Plötzlich fühlte er etwas riesiges, warmes auf seiner Schulter. „He, du kannst hier nicht hocken bleiben, sonst wirst du Futter für die Thestrals. Komm mit zu mir in die Hütte.“
Severus sah hoch. Vor ihm stand Rubeus Hagrid und daneben Lily Evans. Hagrid reichte Severus die Hand, zog ihn hoch und gemeinsam gingen sie in die Wildhüterhütte. Hagrid machte Tee, den sie aus riesigen Bechern tranken, dazu gab es selbstgebackene Kekse, die klebrig waren wie halbtrockener Leim.

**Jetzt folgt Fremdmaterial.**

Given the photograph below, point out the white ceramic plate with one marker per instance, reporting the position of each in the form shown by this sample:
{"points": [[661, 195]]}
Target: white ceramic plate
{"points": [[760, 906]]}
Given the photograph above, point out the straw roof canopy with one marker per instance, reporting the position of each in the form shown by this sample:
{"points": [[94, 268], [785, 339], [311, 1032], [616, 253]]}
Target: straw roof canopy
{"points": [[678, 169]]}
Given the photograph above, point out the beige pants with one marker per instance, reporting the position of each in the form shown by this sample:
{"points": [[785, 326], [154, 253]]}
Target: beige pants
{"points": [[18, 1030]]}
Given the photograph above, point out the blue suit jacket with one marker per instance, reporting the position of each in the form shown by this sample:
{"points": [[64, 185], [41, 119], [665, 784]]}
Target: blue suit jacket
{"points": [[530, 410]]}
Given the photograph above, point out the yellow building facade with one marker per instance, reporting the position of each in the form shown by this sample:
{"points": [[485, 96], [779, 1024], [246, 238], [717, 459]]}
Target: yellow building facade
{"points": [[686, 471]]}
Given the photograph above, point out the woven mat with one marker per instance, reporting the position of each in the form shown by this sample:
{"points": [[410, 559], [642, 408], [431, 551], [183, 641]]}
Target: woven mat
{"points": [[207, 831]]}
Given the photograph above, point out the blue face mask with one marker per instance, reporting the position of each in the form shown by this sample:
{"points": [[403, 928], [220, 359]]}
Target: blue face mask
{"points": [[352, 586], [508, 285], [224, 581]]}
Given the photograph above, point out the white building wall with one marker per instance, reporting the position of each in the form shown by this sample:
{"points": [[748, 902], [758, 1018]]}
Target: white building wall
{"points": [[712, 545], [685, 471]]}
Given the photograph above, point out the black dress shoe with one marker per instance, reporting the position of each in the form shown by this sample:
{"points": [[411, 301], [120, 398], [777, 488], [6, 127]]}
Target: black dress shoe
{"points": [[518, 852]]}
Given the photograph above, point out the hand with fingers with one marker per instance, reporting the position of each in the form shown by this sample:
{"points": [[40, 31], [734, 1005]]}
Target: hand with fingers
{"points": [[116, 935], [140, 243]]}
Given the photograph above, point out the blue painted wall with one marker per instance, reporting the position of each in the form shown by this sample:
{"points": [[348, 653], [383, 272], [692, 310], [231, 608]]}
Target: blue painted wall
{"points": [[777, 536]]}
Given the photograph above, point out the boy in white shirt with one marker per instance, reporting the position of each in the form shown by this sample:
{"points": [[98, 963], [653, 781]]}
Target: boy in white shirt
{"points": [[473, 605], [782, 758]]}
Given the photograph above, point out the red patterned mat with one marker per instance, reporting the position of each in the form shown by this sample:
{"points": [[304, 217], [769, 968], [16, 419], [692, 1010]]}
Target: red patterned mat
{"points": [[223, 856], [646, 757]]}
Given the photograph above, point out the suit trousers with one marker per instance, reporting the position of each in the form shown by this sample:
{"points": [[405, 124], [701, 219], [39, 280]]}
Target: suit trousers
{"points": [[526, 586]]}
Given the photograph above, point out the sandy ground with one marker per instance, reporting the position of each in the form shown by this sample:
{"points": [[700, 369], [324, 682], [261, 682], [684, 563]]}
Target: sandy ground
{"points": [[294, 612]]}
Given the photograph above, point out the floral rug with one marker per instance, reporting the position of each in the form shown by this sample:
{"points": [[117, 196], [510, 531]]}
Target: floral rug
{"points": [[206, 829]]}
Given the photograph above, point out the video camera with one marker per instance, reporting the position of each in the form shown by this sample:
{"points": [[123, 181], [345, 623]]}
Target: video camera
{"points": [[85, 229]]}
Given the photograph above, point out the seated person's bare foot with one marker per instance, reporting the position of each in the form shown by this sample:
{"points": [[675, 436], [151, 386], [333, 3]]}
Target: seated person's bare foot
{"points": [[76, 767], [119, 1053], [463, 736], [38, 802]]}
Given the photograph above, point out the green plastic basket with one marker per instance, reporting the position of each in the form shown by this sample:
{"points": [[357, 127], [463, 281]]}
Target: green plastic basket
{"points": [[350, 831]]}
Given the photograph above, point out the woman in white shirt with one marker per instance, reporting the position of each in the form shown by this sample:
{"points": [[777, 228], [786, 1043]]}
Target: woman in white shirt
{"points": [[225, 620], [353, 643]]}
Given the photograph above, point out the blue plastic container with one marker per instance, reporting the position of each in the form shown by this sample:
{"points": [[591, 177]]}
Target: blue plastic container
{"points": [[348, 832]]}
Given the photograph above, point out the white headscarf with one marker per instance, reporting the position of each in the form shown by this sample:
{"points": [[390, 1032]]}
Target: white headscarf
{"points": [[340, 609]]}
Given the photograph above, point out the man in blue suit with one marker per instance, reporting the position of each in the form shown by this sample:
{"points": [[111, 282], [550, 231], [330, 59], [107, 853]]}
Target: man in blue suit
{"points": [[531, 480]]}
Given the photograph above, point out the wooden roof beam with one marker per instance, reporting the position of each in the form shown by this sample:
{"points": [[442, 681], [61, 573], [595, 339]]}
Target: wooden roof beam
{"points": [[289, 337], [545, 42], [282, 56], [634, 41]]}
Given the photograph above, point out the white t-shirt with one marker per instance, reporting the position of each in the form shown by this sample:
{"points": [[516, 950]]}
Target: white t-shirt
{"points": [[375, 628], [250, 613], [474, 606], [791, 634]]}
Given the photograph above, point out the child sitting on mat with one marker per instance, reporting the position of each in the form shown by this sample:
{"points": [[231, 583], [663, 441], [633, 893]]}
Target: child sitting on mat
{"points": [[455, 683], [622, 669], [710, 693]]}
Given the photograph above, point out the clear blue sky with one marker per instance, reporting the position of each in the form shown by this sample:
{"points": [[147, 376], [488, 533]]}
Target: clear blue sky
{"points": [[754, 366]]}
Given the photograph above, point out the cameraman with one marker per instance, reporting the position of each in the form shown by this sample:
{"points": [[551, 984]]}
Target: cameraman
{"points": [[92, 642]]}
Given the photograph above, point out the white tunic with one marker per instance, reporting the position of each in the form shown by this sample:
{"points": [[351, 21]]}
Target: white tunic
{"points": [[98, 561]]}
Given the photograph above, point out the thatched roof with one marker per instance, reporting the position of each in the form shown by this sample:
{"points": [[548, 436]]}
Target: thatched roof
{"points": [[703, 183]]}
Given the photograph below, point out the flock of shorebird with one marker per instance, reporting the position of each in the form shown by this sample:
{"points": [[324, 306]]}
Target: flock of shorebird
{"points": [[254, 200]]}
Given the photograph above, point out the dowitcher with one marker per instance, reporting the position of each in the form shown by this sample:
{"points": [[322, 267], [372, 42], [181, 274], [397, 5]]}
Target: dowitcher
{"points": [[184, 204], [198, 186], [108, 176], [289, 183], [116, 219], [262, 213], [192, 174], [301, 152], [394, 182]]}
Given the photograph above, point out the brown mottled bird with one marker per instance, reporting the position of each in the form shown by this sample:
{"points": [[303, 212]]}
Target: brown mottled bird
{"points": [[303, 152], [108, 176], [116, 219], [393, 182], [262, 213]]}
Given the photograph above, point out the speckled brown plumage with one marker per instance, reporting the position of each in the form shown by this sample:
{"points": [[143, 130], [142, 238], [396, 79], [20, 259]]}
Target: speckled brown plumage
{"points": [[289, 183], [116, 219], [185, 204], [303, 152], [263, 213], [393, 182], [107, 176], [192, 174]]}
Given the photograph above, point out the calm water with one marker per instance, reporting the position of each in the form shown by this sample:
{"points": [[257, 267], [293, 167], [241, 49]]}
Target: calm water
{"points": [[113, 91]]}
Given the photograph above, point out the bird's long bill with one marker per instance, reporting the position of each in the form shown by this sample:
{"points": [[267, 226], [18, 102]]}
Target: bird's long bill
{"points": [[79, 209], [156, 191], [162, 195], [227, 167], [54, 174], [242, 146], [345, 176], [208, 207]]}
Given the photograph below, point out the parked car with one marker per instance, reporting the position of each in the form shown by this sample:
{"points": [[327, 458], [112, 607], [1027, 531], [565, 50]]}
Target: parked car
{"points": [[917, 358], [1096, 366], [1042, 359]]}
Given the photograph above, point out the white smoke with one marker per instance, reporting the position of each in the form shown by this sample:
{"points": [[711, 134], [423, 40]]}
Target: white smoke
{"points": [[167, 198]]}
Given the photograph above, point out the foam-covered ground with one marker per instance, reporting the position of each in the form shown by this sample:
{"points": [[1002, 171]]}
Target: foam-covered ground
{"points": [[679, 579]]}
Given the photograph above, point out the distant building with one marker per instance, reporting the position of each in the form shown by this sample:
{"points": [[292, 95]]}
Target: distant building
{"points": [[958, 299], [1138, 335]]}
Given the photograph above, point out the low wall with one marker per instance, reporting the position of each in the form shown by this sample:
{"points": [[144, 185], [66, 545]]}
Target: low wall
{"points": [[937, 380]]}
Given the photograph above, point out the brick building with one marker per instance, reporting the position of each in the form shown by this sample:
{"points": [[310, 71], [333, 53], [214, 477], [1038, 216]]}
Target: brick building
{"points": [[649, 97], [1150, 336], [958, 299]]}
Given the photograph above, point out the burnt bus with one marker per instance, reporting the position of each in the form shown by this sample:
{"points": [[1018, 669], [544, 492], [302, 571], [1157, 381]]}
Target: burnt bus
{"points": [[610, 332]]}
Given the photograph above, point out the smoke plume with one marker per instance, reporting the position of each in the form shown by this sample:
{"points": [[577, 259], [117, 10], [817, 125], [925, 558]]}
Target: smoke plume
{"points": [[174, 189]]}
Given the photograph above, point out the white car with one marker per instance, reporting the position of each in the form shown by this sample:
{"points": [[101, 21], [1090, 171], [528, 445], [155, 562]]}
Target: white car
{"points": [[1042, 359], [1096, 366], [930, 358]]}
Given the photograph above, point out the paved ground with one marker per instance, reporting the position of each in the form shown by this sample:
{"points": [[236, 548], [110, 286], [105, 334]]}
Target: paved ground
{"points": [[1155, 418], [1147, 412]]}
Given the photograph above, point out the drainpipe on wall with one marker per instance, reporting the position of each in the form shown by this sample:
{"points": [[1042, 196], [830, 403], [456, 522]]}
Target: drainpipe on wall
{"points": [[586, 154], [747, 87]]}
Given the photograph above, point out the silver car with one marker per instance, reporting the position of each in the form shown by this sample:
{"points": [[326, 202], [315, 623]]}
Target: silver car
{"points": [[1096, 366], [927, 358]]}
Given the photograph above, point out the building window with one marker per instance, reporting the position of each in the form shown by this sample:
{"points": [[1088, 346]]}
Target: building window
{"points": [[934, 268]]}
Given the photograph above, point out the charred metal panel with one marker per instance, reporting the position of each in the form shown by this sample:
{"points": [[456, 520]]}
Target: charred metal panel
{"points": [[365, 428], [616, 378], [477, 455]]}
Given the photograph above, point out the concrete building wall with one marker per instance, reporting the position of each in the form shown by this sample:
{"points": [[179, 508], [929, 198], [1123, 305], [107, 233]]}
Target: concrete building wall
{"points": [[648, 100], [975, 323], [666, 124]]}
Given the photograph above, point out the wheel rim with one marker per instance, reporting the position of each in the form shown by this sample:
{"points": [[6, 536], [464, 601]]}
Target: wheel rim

„So, und jetzt erzähl mal, was für einen Kummer du hast. Lass es raus, dann wird’s dir besser gehen.“
Severus schüttelte den Kopf. Er hatte keine Lust, die Geschichte nochmals zu erzählen, nur, damit man ihm wieder nicht glaubte. Lily antwortete an seiner Stelle: „Gestern hat Peggy ihren Federkasten vermisst und er kam aus Severus´ Tasche wieder zum Vorschein.“
„Was?“, fragte Hagrid irritiert.
„Potter hat mir das Ding in die Tasche gesteckt, da bin ich ganz sicher, auch wenn ich es nicht wirklich beweisen kann. Und jetzt glauben alle, ich wäre ein Dieb.“ Severus schluchzte.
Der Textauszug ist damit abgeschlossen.